Photo by Robynne Hu on Unsplash

A final technique for arts organizations to ensure user privacy is to add or validate usable opt-out features for their website or online presence. Historically, many websites have made it opaque and challenging, if not impossible, for users to understand what data was being collected and to opt-out if desired. Arts organizations can easily add this infrastructure without much overhead. Other research suggests that notifications for interactive exhibits at museums can feel invasive if timed poorly, meaning that arts organizations should consider the effect they want to have on their websites and mobile applications from a privacy perspective before implementing them.

Engagement with Digital Privacy through Art

Photo by Zach Key on Unsplash

While it is important to address privacy at an organizational level, arts enterprises also have a unique ability to educate and inspire their audiences. Many artists are rising to that challenge in the digital privacy space by engaging with the topic in their art. Examples of this include engagement with facial recognition and some of its nefarious uses, especially for populations that are already marginalized.

Another example is an art exhibit entitled Think Privacy,” in which the artist directly confronts the ways that social media extracts user data. It features brightly colored posters with provocative quotes that warn audiences to think and work on improving their privacy, such as “Meta Data Kills” and “Users Make, Brands Take”. A final example of artists engaging directly with digital privacy is at the Museum of Contemporary Photography, where an exhibit called “In Real Life” examined “the most polarized forms of imagery” today: surveillance cameras and facial recognition.

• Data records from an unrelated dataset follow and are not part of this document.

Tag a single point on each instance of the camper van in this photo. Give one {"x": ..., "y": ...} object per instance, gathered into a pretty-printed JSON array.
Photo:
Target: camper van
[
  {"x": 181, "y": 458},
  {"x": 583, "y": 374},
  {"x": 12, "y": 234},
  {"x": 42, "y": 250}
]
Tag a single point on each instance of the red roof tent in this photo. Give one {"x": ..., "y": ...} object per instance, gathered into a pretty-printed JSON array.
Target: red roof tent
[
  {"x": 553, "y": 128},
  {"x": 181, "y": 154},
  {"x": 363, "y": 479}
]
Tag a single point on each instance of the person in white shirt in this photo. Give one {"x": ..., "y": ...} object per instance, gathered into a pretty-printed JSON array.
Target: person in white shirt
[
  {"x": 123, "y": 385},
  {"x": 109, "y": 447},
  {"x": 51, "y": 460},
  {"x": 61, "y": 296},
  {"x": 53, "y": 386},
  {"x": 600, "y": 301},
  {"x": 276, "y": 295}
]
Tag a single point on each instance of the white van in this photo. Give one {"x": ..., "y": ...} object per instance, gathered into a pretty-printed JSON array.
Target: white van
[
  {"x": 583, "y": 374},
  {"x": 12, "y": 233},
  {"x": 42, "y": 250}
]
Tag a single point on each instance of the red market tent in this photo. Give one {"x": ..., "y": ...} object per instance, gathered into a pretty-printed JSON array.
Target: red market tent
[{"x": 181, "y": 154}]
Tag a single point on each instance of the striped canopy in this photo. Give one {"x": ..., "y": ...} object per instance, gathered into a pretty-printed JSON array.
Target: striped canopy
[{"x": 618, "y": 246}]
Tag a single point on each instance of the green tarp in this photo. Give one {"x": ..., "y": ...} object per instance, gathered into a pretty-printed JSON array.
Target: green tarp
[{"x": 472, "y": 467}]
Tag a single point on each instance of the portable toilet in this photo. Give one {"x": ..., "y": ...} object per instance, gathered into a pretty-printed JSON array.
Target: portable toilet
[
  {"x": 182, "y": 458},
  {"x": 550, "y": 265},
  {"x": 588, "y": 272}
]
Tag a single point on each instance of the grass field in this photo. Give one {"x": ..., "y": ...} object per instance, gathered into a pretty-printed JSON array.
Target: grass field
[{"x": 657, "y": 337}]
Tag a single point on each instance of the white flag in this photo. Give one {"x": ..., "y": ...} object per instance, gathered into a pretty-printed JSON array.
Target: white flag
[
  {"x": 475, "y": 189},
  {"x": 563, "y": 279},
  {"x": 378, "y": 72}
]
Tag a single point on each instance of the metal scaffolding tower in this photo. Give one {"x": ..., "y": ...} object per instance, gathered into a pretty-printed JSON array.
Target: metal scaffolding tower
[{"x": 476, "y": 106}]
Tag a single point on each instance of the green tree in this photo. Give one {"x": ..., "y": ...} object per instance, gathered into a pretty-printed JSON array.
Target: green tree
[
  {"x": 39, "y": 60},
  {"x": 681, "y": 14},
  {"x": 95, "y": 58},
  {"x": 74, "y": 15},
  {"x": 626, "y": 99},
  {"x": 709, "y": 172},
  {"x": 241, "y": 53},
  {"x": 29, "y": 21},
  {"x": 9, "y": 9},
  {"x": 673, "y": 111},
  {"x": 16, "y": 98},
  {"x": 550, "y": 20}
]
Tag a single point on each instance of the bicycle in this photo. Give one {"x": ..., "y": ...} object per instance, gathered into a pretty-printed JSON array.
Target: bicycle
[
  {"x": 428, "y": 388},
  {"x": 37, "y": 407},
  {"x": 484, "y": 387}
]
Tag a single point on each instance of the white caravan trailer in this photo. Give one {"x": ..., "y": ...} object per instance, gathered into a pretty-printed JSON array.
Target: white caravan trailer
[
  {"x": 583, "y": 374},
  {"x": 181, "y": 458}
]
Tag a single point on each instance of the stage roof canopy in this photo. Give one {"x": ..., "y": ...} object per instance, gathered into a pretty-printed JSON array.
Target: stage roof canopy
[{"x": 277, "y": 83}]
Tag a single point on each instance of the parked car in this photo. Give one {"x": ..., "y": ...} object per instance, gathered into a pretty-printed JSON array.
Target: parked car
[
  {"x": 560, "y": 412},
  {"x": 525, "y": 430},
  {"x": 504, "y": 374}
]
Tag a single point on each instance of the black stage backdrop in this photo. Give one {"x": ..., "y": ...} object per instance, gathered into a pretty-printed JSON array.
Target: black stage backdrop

“A bank of security cameras by Leo Selvaggio greets visitors on their way to the second floor of In Real Life. Installation view, URME Surveillance, 2014-ongoing.” Sourced from Freethink

Techniques and Patterns to Avoid

Finally, another way arts organizations can leverage existing techniques and tools is by learning from the past mistakes of other industries and organizations. This means avoiding harmful digital patterns and privacy pitfalls, such as the dark patterns in applications like Tinder or programs like Adobe Acrobat. It also means ensuring compliance with data regulations and with common sense privacy practices, thereby avoiding situations such as Google’s Arts and Culture application being banned for the way it used data


While digital privacy at a large scale seems daunting, there are numerous ways that arts organizations can elevate their privacy profile without significant overhead or infrastructural change. This article has offered a broad look at some of the existing techniques and tools that arts organizations could leverage, and underlines the importance of raising privacy awareness.